Incremental Index Maintenance for File/Partition Mutable Datasets
Please use the template below (default for Proposal Issues)
Describe the problem Support for Index Maintenance for mutable datasets.
Mutable data comprises of appended data (new data added to existing data) and deleted data (files or partitions removed from existing data).
Problem: How do we keep the index up to date with updated data (either appended or deleted or both)?
Describe your proposed solution We plan to expose the following apis to solve this problem:
-
hyperspace.refreshIndex(indexName, mode = "quick"): For Deleted Data: This api handles a "quick" delete version of index refresh by storing the list of deleted files in the metadata. For Appended Data: This api creates additional index data on just the newly appended data files. -
hyperspace.refreshIndex(indexName, mode = "full"): recreates full index from scratch. This doesn't need separate handling of deleted and appended data. -
hyperspace.optimizeIndex(indexName, mode = "quick"): This optimization api works directly on the indexes by compacting large number of small index files into small number of larger files. -
hyperspace.optimizeIndex(indexName, mode = "full"): This optimization api works directly on the indexes. Contrary to the "quick" mode optimize, this api takes all the index files, not just the smaller ones, and compacts them into larger files. -
hyperspace.refreshIndex(indexName, mode = "smart"): For Deleted Data: This api removes index records from deleted source data files. For Appended Data: This api creates additional index data with smart optimization of previously created small index files.
Describe the issue
The whole process will be broken down into the following order, to allow parallel development of various functionalities
- [x] Delete Support: Add support for delete to index refresh #133, #142 @pirz
- [x] Append Support: Incremental Indexing: Support for incremental changes to index when new data is added #29 @apoorvedave1
- [x] Merge append and delete into seamless api: index refresh #105, #149, PR #187 @apoorvedave1 @pirz
- [x] Enforce delete during read time #134 @pirz
- [x] Quick/Full Optimize support for append-only data ISSUE: #111, PR: #166 @apoorvedave1
- [ ] Implement optimized smart refresh indexes of append-only data #112 @apoorvedave1
@apoorvedave1 Could you please explain why incremental = "true" is needed in the API? Can we do away with just the mode parameter? Thank you!

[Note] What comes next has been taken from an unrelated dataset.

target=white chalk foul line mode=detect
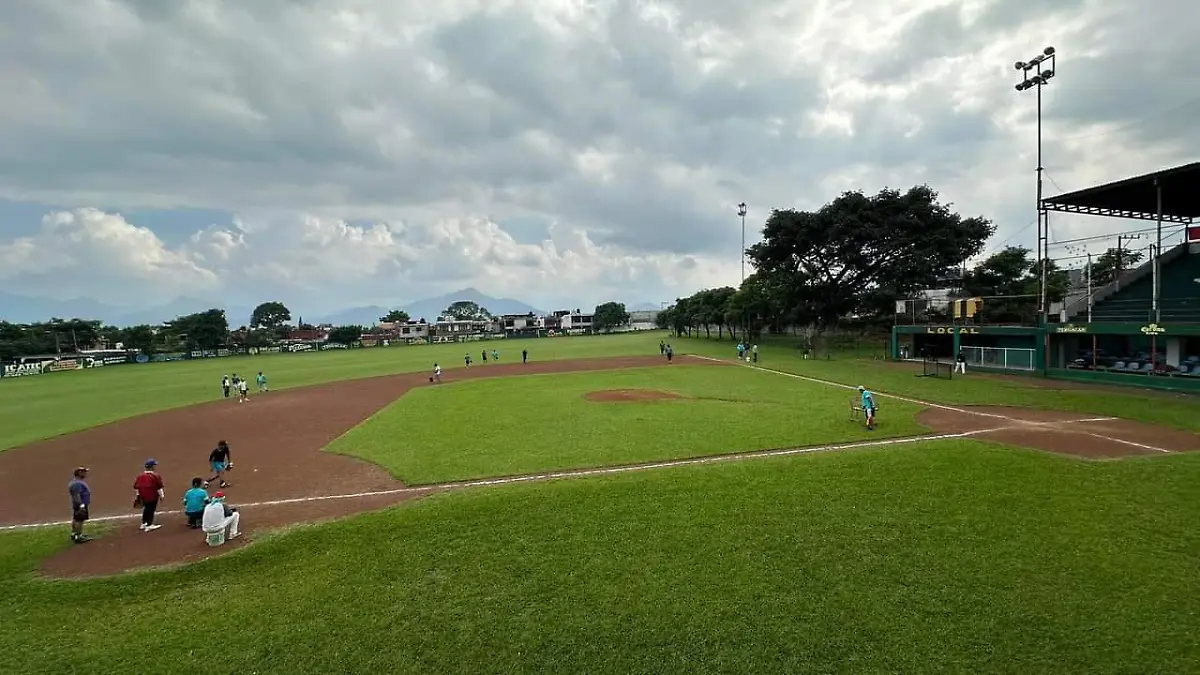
[690,354,1171,454]
[0,429,994,532]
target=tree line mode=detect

@apoorvedave1 @pirz @sezruby @imback82 Let us use this as the uber-issue to track all the work related to getting this work.
@apoorvedave1 Can you kindly coordinate with everyone and update the description to capture all issues related to this?

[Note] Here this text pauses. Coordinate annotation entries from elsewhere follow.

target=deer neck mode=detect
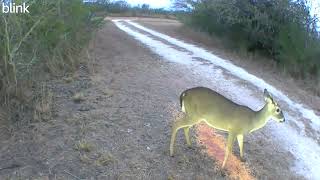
[250,103,270,132]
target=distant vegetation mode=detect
[103,0,175,18]
[0,0,103,104]
[174,0,320,82]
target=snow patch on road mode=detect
[113,20,320,179]
[126,20,320,130]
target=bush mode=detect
[0,0,102,99]
[179,0,320,78]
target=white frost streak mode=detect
[126,21,320,129]
[113,20,320,179]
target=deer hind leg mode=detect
[170,116,194,156]
[183,126,191,147]
[237,134,244,161]
[222,132,235,168]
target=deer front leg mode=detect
[222,132,235,168]
[170,116,193,156]
[237,134,244,161]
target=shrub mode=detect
[178,0,320,78]
[0,0,102,99]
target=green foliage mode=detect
[182,0,320,78]
[0,0,102,101]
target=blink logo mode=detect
[0,0,29,14]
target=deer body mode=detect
[170,87,284,167]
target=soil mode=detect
[0,19,320,179]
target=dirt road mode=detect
[0,19,320,179]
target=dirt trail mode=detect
[0,17,316,179]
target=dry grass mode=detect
[33,84,53,121]
[96,153,116,166]
[75,139,94,152]
[72,92,85,103]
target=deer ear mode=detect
[263,89,272,103]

@pirz @apoorvedave1 There are multiple issues currently: #133 #105 #149 Can we do the following?
Let us update this issue to it capture the entire work e2e. Have an issue for the individual lines. At the moment, this issue only covers append-only but I think it's better to make this the uber issue to capture appends and deletes (to reflect the title).
Once we are done with this, we can close some of the issues I linked to in the first line.
@pirz @apoorvedave1 Thanks for updating the issue! Can we close anything that's no longer relevant?